# Tip to get stragglers from super



## Boondocks (Sep 16, 2020)

Fivej said:


> I use triangle boards and there are usually some bees that won't get out, more if the nights are warm.
> I stumbled on this today. I hauled a few heavy supers up to my house that had quite a few stragglers. My plan was to blow them out with a leaf blower. This usually requires removing a bunch of frames and spacing remaining frames in order to get them all out. But I was tired and needed a break. It's robbing season, so I stuck them in the shed, tipped up.
> When I went to get the supers to blow them out to put in the garage for extraction, all the bees were on the door window. I mean every single one! I know that they are attracted to light and windows but never expected all of them to leave the super. Will try again tomorrow to see if it was a fluke. J


This is a good article about getting bees out of supers. I have never used a fume board but it sounds easier than blowing them out or brushing them off the frames. . 





Harvest Time Means Removing Honey From Hives | Bee Culture







www.beeculture.com


----------



## Johnnymms (Feb 7, 2020)

I use the triangle boards as well. If I have any bees left I just give the frame a good firm shake and then brush the remaining few off and drop the frame into a spare super with a cover and that's it. The bees in the supers are foragers so they will find their way home no problem.


----------



## Fivej (Apr 4, 2016)

Hey Johnny. I gave up on the frame by frame and brush method. Took too long, invited robbing, and the brush seems to harm too many bees. I guess there is a technique for using the brush, but I was never able to master it. J


----------



## Newbeek2021 (May 13, 2021)

I see the leafblower method often, is this not practical?


----------



## GregB (Dec 26, 2017)

Fivej said:


> When I went to get the supers to blow them out to put in the garage for extraction, all the bees were on the door window. I mean every single one! I know that they are attracted to light and windows but never expected all of them to leave the super. Will try again tomorrow to see if it was a fluke. J


Why...
The bees need to go home.
Garage with the door windows is very effective separating the bees from whatever they don't belong on.
Been doing it.


----------



## grozzie2 (Jun 3, 2011)

Fivej said:


> I use triangle boards and there are usually some bees that won't get out, more if the nights are warm.

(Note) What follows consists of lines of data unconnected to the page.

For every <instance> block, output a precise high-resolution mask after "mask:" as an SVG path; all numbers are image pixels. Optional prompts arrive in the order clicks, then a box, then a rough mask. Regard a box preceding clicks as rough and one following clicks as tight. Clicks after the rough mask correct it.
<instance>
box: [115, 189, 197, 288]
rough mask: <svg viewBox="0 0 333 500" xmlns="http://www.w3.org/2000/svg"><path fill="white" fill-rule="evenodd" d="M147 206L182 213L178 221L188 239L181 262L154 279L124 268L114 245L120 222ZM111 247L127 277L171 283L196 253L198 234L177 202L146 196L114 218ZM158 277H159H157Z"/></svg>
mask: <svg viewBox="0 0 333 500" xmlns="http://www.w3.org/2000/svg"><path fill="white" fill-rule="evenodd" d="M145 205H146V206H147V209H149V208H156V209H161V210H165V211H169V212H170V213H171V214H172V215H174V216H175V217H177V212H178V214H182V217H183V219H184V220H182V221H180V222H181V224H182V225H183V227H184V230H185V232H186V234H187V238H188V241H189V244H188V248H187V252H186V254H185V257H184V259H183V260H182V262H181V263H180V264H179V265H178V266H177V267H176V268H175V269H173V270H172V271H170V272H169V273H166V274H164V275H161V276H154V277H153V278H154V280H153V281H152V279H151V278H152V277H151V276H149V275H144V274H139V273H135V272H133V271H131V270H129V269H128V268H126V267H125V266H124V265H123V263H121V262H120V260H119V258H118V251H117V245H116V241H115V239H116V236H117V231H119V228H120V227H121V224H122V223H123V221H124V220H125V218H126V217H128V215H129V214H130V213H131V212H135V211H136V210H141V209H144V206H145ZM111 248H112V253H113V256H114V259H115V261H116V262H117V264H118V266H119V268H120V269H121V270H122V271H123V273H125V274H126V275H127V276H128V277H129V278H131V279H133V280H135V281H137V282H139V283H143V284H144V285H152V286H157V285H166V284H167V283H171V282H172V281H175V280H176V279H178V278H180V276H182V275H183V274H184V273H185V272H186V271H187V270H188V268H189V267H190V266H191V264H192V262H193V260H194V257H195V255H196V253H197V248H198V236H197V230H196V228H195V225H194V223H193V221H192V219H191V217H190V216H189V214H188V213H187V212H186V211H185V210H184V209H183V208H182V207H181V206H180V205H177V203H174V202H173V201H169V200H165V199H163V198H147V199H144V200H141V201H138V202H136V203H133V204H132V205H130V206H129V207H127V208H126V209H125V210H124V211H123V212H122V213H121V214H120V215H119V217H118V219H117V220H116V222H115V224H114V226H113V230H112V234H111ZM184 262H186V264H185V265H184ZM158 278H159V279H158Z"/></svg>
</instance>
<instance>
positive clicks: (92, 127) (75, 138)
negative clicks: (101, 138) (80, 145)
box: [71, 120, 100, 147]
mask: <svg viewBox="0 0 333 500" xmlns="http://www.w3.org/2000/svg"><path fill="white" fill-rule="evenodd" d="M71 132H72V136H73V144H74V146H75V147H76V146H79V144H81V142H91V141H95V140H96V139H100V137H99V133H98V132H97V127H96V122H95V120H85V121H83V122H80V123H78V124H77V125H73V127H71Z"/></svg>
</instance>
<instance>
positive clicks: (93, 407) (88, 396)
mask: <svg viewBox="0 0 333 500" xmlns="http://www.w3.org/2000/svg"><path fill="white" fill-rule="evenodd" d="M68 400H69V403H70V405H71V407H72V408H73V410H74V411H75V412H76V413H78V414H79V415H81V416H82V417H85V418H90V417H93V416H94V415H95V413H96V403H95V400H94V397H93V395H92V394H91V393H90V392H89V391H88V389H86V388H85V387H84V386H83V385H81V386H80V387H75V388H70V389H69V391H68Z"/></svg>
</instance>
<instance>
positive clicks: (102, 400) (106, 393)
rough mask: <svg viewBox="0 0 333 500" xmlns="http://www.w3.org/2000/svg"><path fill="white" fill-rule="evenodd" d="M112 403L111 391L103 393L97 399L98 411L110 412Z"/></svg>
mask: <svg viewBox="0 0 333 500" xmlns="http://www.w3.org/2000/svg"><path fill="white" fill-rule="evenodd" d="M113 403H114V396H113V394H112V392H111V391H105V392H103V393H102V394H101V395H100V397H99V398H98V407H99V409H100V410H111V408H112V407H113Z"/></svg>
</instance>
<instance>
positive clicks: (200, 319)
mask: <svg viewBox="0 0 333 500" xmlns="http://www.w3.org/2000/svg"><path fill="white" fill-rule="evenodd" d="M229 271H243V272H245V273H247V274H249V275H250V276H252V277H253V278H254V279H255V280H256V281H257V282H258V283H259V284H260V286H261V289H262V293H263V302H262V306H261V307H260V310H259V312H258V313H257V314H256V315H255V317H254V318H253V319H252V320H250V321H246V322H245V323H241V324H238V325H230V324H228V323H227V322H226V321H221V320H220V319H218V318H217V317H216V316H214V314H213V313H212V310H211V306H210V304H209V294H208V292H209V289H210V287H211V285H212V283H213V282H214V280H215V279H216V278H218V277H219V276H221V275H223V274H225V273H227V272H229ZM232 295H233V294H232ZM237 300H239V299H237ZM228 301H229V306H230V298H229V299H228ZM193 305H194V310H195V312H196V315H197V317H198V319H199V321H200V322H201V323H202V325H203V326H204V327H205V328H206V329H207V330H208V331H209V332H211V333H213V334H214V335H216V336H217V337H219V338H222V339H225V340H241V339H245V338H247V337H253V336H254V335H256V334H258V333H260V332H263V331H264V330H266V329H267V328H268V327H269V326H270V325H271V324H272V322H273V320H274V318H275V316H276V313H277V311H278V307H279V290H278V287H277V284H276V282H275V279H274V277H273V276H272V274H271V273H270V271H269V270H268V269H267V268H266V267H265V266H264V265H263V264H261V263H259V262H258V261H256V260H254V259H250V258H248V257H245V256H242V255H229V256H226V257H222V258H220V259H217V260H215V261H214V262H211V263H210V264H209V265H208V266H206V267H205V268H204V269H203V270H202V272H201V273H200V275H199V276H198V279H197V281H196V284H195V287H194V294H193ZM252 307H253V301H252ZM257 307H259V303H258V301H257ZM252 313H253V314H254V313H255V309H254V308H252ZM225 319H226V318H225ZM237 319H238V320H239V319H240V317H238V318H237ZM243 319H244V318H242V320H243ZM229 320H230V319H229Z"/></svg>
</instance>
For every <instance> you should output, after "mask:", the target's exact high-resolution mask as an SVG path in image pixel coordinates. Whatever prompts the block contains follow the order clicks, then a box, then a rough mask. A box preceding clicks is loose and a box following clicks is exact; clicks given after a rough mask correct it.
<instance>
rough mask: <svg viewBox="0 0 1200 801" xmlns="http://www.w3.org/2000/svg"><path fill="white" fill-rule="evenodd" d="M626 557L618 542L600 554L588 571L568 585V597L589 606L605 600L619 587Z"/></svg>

How long are you leaving the escapes on ? I've found that if we leave the escapes in place for 3 days there are rarely more than a few bees still in the super.


----------



## Johnnymms (Feb 7, 2020)

Fivej said:


> Hey Johnny. I gave up on the frame by frame and brush method. Took too long, invited robbing, and the brush seems to harm too many bees. I guess there is a technique for using the brush, but I was never able to master it. J


When I use the escape board I usually end up with under 10 bees per frame. I've never had issues with a brush. I just make sure I use gentle flicking motions and target the bees individually. I also use a brush with very soft bristles. I'm sure one day I will use the brush and get lit up but so far I've been lucky.


----------



## Fivej (Apr 4, 2016)

I leave the board on 1 day per super. I only have a few stragglers unless I have 3 or more supers on especially if it doesn't get cold at night. Then I have too many to bring in my garage for extraction. 
Took 3 more off of one hive today, blew them out and put in shed for about an hour and had 15 on the door window. Transferred to garage and have had to remove 2 but that's better than 17. J


----------



## Gray Goose (Sep 4, 2018)

Fivej said:


> I use triangle boards and there are usually some bees that won't get out, more if the nights are warm.
> I stumbled on this today. I hauled a few heavy supers up to my house that had quite a few stragglers. My plan was to blow them out with a leaf blower. This usually requires removing a bunch of frames and spacing remaining frames in order to get them all out. But I was tired and needed a break. It's robbing season, so I stuck them in the shed, tipped up.
> When I went to get the supers to blow them out to put in the garage for extraction, all the bees were on the door window. I mean every single one! I know that they are attracted to light and windows but never expected all of them to leave the super. Will try again tomorrow to see if it was a fluke. J



not a fluke. should be repeatable.
nice if the window opens, like the one in my garage,, crank open with out screen.

GG


----------



## Fivej (Apr 4, 2016)

Window on door doesn't open, but here is another stupid but useful thing I discovered not long ago. After a half century of unsuccessfully trying to shoo flies, wasps, bees and other insects on a door window by opening the door and encouraging their exit through the open door, I found a better way. Open the door as far as it will open and they will all exit through the opening on the hinged side. Works every time. J


----------